After permanently settling in the little town of Asolo in 1923,[5] Malipiero began the editorial work for which he would become best known, a complete edition of all of Claudio Monteverdi's oeuvre, from 1926 to 1942, and after 1952, editing much of Vivaldi's concerti at the Istituto Italiano Antonio Vivaldi.
Composition
Malipiero had an ambivalent attitude towards the musical tradition dominated by Austro-German composers, and instead insisted on the rediscovery of pre-19th-century Italian music.[1]
His orchestral works include seventeen compositions he called symphonies, of which however only eleven are numbered. The first was composed in 1933, when Malipiero was already over fifty years old. Prior to that, Malipiero had written several important orchestral pieces but avoided the word
"sinfonia" (symphony) almost completely. This was due to his rejection of the Austro-German symphonic tradition.[5] The only exceptions to that are the three compositions Sinfonia degli eroi (1905), Sinfonia del mare (1906) and Sinfonie del silenzio e della morte (1909–1910). In such early works,
the label "symphony" should not, however, be interpreted as indicating works in the Beethovenian
or Brahmsian symphonic style, but more as symphonic poems.[5]

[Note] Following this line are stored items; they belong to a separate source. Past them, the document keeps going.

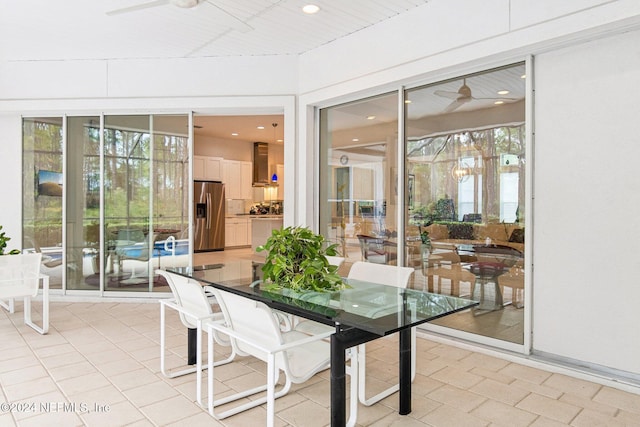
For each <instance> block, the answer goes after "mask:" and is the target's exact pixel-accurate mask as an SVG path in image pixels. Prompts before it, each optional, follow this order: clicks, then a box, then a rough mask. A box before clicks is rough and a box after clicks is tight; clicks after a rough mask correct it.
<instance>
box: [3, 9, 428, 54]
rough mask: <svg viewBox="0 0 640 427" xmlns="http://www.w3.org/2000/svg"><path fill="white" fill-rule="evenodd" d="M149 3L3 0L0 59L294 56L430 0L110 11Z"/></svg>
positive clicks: (354, 32)
mask: <svg viewBox="0 0 640 427" xmlns="http://www.w3.org/2000/svg"><path fill="white" fill-rule="evenodd" d="M152 1H153V0H64V1H52V0H1V1H0V40H2V43H0V61H2V60H8V61H14V60H30V61H31V60H65V59H122V58H183V57H211V56H245V55H287V54H289V55H297V54H300V53H303V52H306V51H309V50H312V49H315V48H317V47H319V46H321V45H324V44H326V43H330V42H332V41H334V40H336V39H339V38H341V37H344V36H346V35H349V34H352V33H355V32H357V31H359V30H362V29H363V28H366V27H369V26H371V25H374V24H376V23H379V22H381V21H384V20H386V19H390V18H393V17H394V16H397V15H399V14H402V13H404V12H406V11H408V10H410V9H412V8H415V7H417V6H421V5H424V4H425V3H427V1H428V0H200V1H199V3H200V4H198V5H197V6H195V7H193V8H190V9H186V8H180V7H177V6H175V5H173V4H169V1H176V0H164V2H165V3H166V4H162V5H158V6H155V7H150V8H145V9H141V10H135V11H131V12H129V13H123V14H116V15H107V12H110V11H114V10H118V9H121V8H128V7H132V6H136V5H140V4H144V3H149V2H152ZM156 2H157V1H156ZM159 2H163V0H160V1H159ZM154 3H155V2H154ZM308 3H315V4H317V5H318V6H320V8H321V9H320V11H319V12H318V13H316V14H314V15H307V14H305V13H303V12H302V7H303V6H304V5H306V4H308ZM240 21H241V22H240ZM247 30H248V31H247Z"/></svg>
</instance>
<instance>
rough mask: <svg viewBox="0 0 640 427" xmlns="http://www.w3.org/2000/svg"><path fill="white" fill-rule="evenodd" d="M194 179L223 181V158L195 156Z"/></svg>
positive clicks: (206, 156)
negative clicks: (222, 164) (222, 168)
mask: <svg viewBox="0 0 640 427" xmlns="http://www.w3.org/2000/svg"><path fill="white" fill-rule="evenodd" d="M193 179H195V180H198V181H221V180H222V157H207V156H193Z"/></svg>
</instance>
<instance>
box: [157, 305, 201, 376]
mask: <svg viewBox="0 0 640 427" xmlns="http://www.w3.org/2000/svg"><path fill="white" fill-rule="evenodd" d="M165 335H166V332H165V310H164V304H160V372H162V375H164V376H165V377H167V378H176V377H181V376H183V375H187V374H191V373H193V372H196V370H197V367H193V366H191V367H189V368H187V369H182V370H180V371H175V372H168V371H167V370H166V367H165V351H166V349H165V343H166V339H165Z"/></svg>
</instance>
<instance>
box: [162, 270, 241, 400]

When asked in the mid-1950s by the British encyclopedia The World of Music, Malipiero listed as
his most important compositions the following pieces[citation needed]:
- Pause del Silenzio for the orchestra, composed in 1917
- Rispetti e Strambotti for string quartet, composed in 1920
- L'Orfeide for the stage, composed between 1918 and 1922, and first performed in 1924
- La Passione, a mystery play composed in 1935
- his nine symphonies, composed between 1933 and 1955 (he would compose additional symphonies in the years after this list was made)

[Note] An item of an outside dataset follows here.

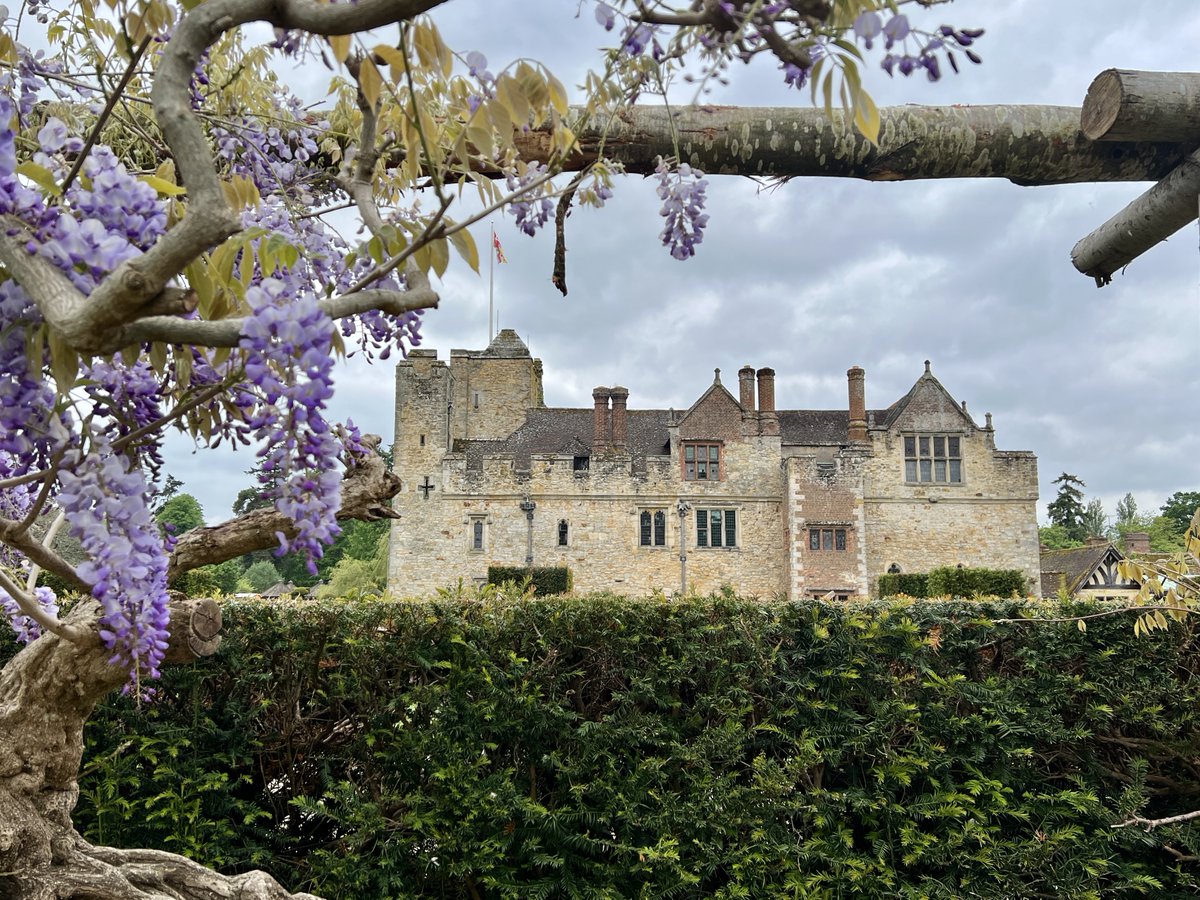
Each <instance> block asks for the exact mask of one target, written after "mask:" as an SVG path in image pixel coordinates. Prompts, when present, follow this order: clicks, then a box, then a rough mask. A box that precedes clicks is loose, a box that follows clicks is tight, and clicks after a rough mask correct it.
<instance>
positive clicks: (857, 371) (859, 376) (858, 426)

He regarded Impressioni dal vero, for orchestra, as his earliest work of lasting importance.[5]
Musical theory and style
Malipiero was strongly critical of sonata form and, in general, of standard thematic development in composition. He declared:
“ | As a matter of fact I rejected the easy game of thematic development because I was fed up with it and it bored me to death. once one finds a theme, turns it around, dismembers it and blows it up, it is not very difficult to assemble the first movement of a symphony (or a sonata) that will be amusing for amateurs and also satisfy the lack of sensitivity of the knowledgeable.[6] | ” |
Malipiero's musical language is characterized by an extreme formal freedom; he always renounced the academic discipline of variation, preferring the more anarchic expression of song, and he avoided falling into program music descriptivism. Until the first half of the 1950s, Malipiero remained tied to diatonism, maintaining a connection with the pre-19th-century Italian instrumental music and Gregorian chant, moving then slowly to increasingly eerie and tense territories that put him closer to total chromaticism. He did not abandon his previous style but he reinvented it. In his latest pages, it is possible to recognize suggestions from his pupils Luigi Nono and Bruno Maderna.[citation needed]
His compositions are based on free, non-thematic passages as much as in thematic composition,
and seldom do movements end in the keys in which they started.[1]
When Malipiero approached the symphony, he did not do so in the so-called post-Beethovenian sense, and for this reason authors rather described his works as "sinfonias" (the Italian term), to emphasize Malipiero's fundamentally Italian, anti-Germanic approach.[1] He remarked:
“ | The Italian symphony is a free kind of poem in several parts which follow one another capriciously, obeying only those mysterious laws that instinct recognizes[1] | ” |
As Ernest Ansermet once declared, "these symphonies are not thematic but 'motivic': that is to say Malipiero uses melodic motifs like everyone else [...] they generate other motifs, they reappear, but they do not carry the musical discourse – they are, rather, carried by it".[1]